Estados Unidos. Mientras el mundo cambia y Occidente se alínea en defensa de sus

valores y su civilización, el presidente mexicano mira a Cuba, a Venezuela, a Nicaragua,

y habla por ellos.


Empieza a parecer entonces lo que es: no un presidente sensible a la historia ni el líder

de una transformación histórica de su país. Más bien un político al que la historia que le

toca vivir, la historia a la que debe responder, le pasa de noche.

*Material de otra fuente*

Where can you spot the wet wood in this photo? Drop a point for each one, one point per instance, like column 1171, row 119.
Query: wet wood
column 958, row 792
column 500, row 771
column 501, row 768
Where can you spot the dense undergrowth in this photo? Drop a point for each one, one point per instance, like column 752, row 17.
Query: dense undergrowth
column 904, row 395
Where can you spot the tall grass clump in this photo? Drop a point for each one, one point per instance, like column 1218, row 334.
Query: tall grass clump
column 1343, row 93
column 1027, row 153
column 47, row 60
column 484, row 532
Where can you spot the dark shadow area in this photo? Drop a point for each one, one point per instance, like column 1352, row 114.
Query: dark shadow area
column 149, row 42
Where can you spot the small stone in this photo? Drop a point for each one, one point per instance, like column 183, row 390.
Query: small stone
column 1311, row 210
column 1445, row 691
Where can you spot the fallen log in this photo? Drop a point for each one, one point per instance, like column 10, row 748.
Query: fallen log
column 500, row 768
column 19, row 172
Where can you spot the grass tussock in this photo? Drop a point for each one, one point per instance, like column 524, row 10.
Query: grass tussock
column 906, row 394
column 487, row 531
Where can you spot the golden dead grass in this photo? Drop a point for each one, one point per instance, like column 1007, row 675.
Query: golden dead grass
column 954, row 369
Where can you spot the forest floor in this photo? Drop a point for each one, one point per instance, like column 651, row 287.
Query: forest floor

Un presidente sordo a los verdaderos llamados de su tiempo.

7 de mayo de 2022

Héctor Aguilar Camín

Historiador y escritor. Entre sus libros: Nocturno de la democracia mexicana , Pensando

en la izquierda y México: la ceniza y la semilla.

1
 “Yo no voy a perseguir a nadie, lo he dicho, porque no es mi fuerte la venganza. Yo

quiero que haya justicia y voy a acabar con la corrupción y voy a acabar con la

impunidad, pero no voy a perseguir a nadie, no voy a utilizar el gobierno para ninguna

persecución”. El Universal,  Tamaulipas, 26 de febrero de 2018. https://bit.ly/3MS2c8y.

2
 El tribunal electoral dictaminó que la procuraduría había usado recursos públicos

contra Anaya: https://bit.ly/3kSgY3j. El 28 de noviembre de 2018, dos días antes de

terminar el gobierno de Peña Nieto, la procuraduría emitió un boletín reconociendo: “No

existen datos de prueba suficientes, aún de manera circunstancial , que permitan

acreditar el hecho con apariencia de delito de operaciones con recursos de procedencia

ilícita” (cursivas HAC). Reforma, 5 de marzo de 2019.


3
 Castañeda, J. G. “La oposición ganó… con una buena ayudada del

gobierno”, https://bit.ly/3ugU3BB. El narco intervino decisivamente en las elecciones de

Sinaloa: en Mazatlán, retuvieron a taxistas que llevaban a funcionarios de casilla para

que no llegaran a su destino y no las abrieran. En Culiacán, amenazaron de muerte al

candidato del PRI que renunció. Para postular a su sustituto pidieron autorización al

jefe narco, Ismael el Mayo Zambada, quien lo aprobó, pero no Los Chapitos (hijos del

jefe narco Joaquín Guzmán), quienes secuestraron durante el día de la jornada a todos

los miembros de su equipo electoral y los liberaron cuando cerraron las casillas. De

Mauleón, H. “El voto narco”, El Universal, 16 de julio de 2021.

4
 Murayama, C. “Evitar la sobrerrepresentación”, Excélsior, 1 de marzo de

2021, https://bit.ly/3raFNIu).

5
 Medina Mora Pérez, N. “Fabricando mayorías”, nexos, mayo de

2021, https://bit.ly/38cDZev.

6
 Para el caso de México uso aquí la palabra “dictadura” en su estricto sentido liberal,

como un régimen donde no hay división de poderes, donde el Poder Ejecutivo ha

capturado y nulificado al Legislativo y al Judicial.